Thankfully, Barcelona managed to scrape through as Chelseas ultra-defensive tactics left a sour taste in the mouth. But on Wednesday, I will once again defy my doctors recommendation of retiring to bed early.
This time I am confident I will stay awake to watch some free-flowing soccer between the two best teams in the world. Surely, this is the most eagerly anticipated final for European supremacy in many years and should be the most attractive, too. After all, both teams enjoy the reputation of playing attacking football.
As I sit down to write this column, the inevitable question that comes to my mind is who I should call the favourites. As an expert, I am expected to predict the winners but this time, please forgive me for taking the middle path. The problem is that the philosophy of football is more or less the same for both teams. They move the ball around the ground, are an attacking team who play three upfront and have excellent strikers.
If, for the defending champions, Wayne Rooney, Cristiano Ronaldo and Carlos Tevez can create havoc, the same could be expected from Barcelonas Lionel Messi, Thierry Henry and Samuel Eto.
The fate of the match could well be decided by a moment of magic from one of these many stars on show.

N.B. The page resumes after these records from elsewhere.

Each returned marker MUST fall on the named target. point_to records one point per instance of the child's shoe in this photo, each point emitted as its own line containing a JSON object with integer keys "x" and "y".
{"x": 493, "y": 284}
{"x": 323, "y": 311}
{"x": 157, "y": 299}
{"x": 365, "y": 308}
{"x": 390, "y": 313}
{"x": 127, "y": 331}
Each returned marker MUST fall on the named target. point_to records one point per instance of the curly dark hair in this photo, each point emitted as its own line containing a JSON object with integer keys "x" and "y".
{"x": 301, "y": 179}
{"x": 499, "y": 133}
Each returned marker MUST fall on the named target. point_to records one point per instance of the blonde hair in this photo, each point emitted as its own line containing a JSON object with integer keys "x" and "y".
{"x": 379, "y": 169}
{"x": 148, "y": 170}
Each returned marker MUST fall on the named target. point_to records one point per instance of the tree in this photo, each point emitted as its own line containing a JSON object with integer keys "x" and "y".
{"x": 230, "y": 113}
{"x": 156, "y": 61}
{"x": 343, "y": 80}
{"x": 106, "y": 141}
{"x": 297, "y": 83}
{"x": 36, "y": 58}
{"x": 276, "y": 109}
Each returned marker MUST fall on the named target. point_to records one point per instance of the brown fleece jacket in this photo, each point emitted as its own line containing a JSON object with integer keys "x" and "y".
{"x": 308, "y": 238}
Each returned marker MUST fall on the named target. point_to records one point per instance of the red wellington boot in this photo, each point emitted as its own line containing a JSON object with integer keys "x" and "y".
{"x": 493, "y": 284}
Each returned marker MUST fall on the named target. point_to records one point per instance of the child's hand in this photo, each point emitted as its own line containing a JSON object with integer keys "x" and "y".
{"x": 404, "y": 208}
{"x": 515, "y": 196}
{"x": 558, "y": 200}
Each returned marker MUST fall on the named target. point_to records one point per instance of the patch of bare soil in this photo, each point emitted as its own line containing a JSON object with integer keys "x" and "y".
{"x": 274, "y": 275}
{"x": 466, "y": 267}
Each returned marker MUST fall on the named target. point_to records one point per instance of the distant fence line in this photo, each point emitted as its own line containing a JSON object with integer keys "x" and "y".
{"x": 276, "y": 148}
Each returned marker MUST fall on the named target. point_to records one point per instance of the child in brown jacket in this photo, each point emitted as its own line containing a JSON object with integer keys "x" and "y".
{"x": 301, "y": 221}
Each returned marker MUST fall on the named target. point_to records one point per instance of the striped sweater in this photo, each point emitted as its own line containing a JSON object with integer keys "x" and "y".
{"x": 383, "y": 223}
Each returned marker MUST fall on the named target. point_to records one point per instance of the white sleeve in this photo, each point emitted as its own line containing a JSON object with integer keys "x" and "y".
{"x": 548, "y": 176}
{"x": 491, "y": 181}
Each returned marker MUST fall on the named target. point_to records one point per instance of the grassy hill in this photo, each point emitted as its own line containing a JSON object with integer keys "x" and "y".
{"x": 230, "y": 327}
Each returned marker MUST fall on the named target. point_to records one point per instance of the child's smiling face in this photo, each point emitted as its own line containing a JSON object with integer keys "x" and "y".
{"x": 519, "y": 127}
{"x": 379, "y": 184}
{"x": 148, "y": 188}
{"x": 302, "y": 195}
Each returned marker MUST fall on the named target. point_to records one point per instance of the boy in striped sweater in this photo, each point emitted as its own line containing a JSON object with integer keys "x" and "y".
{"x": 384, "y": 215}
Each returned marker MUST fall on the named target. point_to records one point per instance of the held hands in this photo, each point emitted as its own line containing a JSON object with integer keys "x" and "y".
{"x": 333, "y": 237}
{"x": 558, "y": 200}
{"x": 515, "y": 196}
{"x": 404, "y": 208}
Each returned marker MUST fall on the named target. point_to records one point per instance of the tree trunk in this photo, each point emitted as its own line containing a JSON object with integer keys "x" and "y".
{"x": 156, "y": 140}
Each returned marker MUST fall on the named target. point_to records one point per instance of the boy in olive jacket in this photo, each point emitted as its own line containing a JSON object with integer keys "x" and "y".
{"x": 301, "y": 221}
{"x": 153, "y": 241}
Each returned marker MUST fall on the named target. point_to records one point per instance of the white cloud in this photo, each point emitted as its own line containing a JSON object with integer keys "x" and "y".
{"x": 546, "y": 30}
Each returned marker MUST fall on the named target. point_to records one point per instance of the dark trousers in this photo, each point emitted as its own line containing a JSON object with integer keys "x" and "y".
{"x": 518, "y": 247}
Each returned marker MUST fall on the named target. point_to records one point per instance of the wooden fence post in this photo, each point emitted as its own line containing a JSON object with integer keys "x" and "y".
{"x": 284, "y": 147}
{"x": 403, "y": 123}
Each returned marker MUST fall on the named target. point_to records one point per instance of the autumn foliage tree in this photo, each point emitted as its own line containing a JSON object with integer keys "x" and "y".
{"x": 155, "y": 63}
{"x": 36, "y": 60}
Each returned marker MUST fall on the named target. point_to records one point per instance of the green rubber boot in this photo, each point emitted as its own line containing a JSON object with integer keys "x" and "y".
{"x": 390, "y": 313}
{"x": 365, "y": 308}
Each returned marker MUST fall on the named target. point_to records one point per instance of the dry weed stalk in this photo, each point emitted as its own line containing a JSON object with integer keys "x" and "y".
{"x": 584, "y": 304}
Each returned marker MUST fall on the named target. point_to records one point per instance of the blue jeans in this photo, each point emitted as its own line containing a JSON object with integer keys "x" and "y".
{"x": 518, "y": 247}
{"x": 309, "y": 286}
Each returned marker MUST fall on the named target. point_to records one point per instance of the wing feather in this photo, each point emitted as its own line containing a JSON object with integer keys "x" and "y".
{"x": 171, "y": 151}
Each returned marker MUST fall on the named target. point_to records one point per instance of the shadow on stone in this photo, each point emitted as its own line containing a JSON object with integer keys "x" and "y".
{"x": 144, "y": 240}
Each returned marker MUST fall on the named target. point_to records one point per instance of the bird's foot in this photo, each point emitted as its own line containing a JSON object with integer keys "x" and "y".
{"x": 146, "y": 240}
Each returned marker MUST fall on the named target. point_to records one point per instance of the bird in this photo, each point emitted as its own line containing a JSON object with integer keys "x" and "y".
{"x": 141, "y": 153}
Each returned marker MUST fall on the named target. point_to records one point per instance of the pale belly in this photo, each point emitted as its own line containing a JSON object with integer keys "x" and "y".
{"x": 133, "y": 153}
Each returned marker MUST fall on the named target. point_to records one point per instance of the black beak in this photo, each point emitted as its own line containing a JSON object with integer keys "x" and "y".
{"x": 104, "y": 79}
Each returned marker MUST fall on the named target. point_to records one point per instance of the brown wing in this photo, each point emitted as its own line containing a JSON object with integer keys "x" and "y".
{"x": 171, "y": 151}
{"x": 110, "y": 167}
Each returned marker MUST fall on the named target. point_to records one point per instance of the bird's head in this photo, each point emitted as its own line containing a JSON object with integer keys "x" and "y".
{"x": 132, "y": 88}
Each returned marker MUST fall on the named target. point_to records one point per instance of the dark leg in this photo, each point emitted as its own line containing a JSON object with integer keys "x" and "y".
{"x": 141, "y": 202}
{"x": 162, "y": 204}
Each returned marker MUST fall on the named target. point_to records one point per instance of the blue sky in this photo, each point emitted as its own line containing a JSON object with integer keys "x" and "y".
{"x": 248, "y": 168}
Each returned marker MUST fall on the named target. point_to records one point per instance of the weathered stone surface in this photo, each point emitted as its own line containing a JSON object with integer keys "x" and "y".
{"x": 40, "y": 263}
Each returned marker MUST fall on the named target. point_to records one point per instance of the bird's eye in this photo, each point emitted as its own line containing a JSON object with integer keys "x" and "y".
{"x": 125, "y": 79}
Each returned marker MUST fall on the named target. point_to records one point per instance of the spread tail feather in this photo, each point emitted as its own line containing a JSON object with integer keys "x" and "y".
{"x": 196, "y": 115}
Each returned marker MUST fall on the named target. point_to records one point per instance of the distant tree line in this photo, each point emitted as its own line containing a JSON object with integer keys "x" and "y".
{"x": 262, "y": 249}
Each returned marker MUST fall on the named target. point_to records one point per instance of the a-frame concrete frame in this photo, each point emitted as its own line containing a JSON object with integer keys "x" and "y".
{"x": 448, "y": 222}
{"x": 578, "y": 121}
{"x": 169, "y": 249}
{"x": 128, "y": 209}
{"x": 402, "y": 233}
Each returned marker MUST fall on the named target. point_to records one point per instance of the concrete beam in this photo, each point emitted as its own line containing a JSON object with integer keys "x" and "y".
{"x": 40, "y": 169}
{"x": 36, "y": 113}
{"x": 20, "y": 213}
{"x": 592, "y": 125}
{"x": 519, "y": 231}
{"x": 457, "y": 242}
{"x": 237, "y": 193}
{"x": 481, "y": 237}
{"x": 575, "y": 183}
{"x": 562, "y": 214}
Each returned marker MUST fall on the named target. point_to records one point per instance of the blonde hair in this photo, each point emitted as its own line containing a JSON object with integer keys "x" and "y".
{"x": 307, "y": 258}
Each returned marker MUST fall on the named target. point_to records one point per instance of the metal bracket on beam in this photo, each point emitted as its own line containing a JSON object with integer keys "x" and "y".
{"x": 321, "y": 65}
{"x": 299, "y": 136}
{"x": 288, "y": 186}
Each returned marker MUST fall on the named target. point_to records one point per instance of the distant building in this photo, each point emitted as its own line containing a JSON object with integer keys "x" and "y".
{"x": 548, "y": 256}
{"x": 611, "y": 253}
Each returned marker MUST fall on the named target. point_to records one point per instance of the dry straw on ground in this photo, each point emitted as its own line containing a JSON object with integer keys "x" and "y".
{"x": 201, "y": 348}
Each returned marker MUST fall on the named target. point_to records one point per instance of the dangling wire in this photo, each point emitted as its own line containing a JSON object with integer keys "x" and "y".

My only worry is that Barcelona may fall short in their defence. As it is, they are not a side known for possessing a great defence and they are now bothered by too many suspensions and injuries. The reports suggest that defenders Daniel Alves and Eric Abidal are both suspended, while central defender Rafael Marquez is out for the season after a knee injury. If Henry also fails to turn out because of an injury, Alex Fergusons job of winning back-to-back titles will definitely get easier.
United, on the other hand, are much better placed as everyone with the exception for Rio Ferdinand is raring to go.
But, then, Ronaldo should not take things lightly. I have all the respect for the worlds best footballer but I dont like the way he sometimes holds the ball for longer than is necessary. If he continues to play spoilsport, the Barcelona defence will certainly take care of him.
In the midfield, my new-found favourite is Barcelonas Andres Iniesta. Along with Xabi Hernandez, he is a dynamic footballer and his quality of movement and passing are simply a treat to watch. I sincerely hope he clears the fitness test to play the final.
At the same time, I must warn that the final could prove to be an anti-climax. While I have little doubt that Barcelona would not abandon their attacking brand of football that propelled them to that awe-inspiring 6-2 victory over Real Madrid the other day, there is every chance of United adopting defensive tactics.
I can say that English teams are reluctant to turn adventurous in crucial matches. I wont be surprised if United opt to defend in some depth and score on counter attacks. After all, the Champions League finals have mostly been low scoring ones.
Last but not the least, as a former coach I am tempted to say a few words on the two managers. At 67, Ferguson has practically won every trophy that a European club coach can expect to add to his kitty. On the other hand, if Barcelona win, their 38-year-old manager Pep Guardiola will be the youngest manager in 49 years to lift the trophy and the third youngest of all time. It could be the beginning of a new era. In that case, I, for sure, wont be terribly disappointed.